NY Times, yesterday: Scott Pelley Accuses CBS News Boss of ‘Murdering’ ‘60 Minutes’, subtitled “In an explosive staff meeting, Mr. Pelley, a correspondent for the long-running Sunday news show, blasted Bari Weiss, the CBS editor in chief, and Nick Bilton, the show’s new executive producer.”

CBS News faced a fresh wave of turmoil on Monday after Scott Pelley, the “60 Minutes” correspondent, laced into the show’s newly hired executive producer during a staff meeting and accused Bari Weiss, the network’s editor in chief, of “murdering” the longstanding Sunday news program.

In an extraordinary exchange, Mr. Pelley, his newscaster’s baritone sometimes shaking in anger, told Nick Bilton, the new executive producer, that he had “slender” qualifications for his new job and questioned the network’s commitment to the future of the program, according to a recording of the meeting obtained by The New York Times.

The 10 a.m. gathering, held at the program’s Midtown Manhattan headquarters, was intended as a formal introduction to Mr. Bilton, a tech journalist and filmmaker who was appointed last week as part of a major shake-up at “60 Minutes.” CBS fired Tanya Simon, the previous executive producer, and her deputy, along with Sharyn Alfonsi and Cecilia Vega, two of the show’s correspondents — an event that Mr.
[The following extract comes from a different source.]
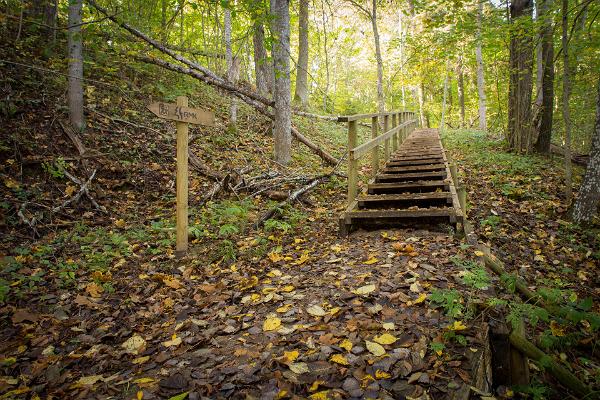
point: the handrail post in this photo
(375, 151)
(386, 146)
(352, 163)
(395, 135)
Pelley referred to as “Black Thursday.”

The meeting quickly turned tense — not a surprise after months of strain between veteran journalists at “60 Minutes” and Ms. Weiss, an opinion journalist who was a longtime critic of legacy media institutions before she became the head of one last year. She was appointed by David Ellison, a tech scion who took control of CBS’s parent company, Paramount, in a multibillion-dollar merger.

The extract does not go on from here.